Recruiting for Small Businesses

Recruiting for Small Businesses

Here at Top Recruitment Cambodia we continually stress how being faithful to your process is the key to recruiting and hiring the right people. However, if you are in the middle of setting up a new business or you are handing a rapidly expanding business you are probably thinking ‘I am way too busy for this’.

Small business owners generally focus on product/service and clients first, after this accounts/finance is usually their next priority and internal processes (like recruitment) are a much lower priority. One of the reasons small businesses have so many problems recruiting employees is because of this low prioritization. We would suggest that you might have the greatest product or service in the world, and the most willing clients, but if you don’t have the right people then your business is always going to struggle.

The essential issue faced by small business owners is that they have to balance trust and competence. This issue causes a lot of new businesses to follow one of a couple of models rather than take a systematic approach to recruiting.

Because you will probably have to share commercially sensitive information with your first employees the trust issue is usually the one which wins and you hire from your personal network – close friends and family. The problem with this is that the people you trust are often not the most competent – not the best combination of skills and experience – to do the job. Your problems will only get worse as your team expands because with only barely competent people in key positions you will always have a problem hiring better employees. Friends and family (people hired because you trust them) are also very hard to remove from your company without causing personal problems because you hired them for personal rather than professional reasons.

The second model is to hire a small group of very junior employees, perhaps fresh graduates with little or no experience. Your plan is to grow them into a great team who will eventually become strong, loyal employees. Your plan is to manage them closely (actually micro-manage them) and share little commercially sensitive information with them. While hiring young employees with potential and developing them into great employees is a great idea the basic problem is that your focus on building the business and keeping the clients happy usually means that you don’t have enough time available to effectively train and develop your staff. They are given routine or mundane tasks and increasingly feel that you are not making good the promises you made when you hired them. Eventually they will leave for another employer where they hope their career aspirations will be met and you will be trapped in a never-ending loop of hiring and losing non-performing junior employees. You will still be making all the decisions and basically doing all the work and your company will be struggling to grow.

In both of these examples the focus on trust over competence has had impact on your brand as an employer – and you probably hadn’t even thought that you had been growing one.

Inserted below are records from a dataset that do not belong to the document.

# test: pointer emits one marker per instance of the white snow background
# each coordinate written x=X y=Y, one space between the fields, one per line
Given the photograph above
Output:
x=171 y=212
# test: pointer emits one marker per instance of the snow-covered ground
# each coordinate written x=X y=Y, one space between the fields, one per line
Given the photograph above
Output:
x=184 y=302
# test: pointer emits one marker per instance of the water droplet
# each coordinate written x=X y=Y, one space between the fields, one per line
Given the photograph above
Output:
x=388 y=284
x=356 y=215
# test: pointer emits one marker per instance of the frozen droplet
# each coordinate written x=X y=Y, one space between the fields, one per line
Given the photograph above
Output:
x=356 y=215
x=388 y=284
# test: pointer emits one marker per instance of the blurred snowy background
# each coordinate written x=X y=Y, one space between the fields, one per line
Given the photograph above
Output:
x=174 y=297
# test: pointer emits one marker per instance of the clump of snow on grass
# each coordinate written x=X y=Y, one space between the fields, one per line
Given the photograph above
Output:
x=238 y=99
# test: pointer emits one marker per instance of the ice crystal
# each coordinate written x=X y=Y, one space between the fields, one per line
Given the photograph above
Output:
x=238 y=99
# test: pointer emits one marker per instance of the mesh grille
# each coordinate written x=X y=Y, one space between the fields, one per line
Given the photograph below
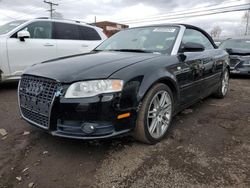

The brand of the first company is as a ‘family company’ where close personal relationships are more important than skills and ability. The brand of the second model is a company with high employee turnover and a boss who is overworked with no time for the staff.

To avoid getting trapped in either of these situations you should, as far as possible follow a systematic process, just adjust it to fit your limited resources of time and energy. Of course, if you have the budget you should outsource the process to a recruitment agency – they have all the resources you lack to do this and will only bill you on success. Very few start-ups put recruitment into their budget so they tend to do it themselves however, using in Cambodia using a good agency you only need to add 12-15% to your budget for any given position, not 20-25% like in most of the world.

If you are going to carry out the process yourself then here are some pieces of advice you can use:

  • Work hard to develop the processes and procedures that you find in a standard company
  • Always hire as a way to build for the future, not to solve a problem today
  • Avoid relationship-hiring because it is very hard to undo
  • Demand flexibility but only as far as is reasonable
  • Build your employer-brand fast, when you are going from small to medium sized you are going to need it
  • Focus on performance management and empowerment as the foundation you will build your business on
  • Be aware that as a small business you have the advantage of fast decision-making – so use that advantage
  • Use the offer of growth with the company to attract people who want to grow

However, if you are going down the path of using a recruitment agency then you should choose the best one available, one with experience working with rapidly expanding businesses. You should choose an agency that values relationships and also works with one eye on tomorrow, just like you!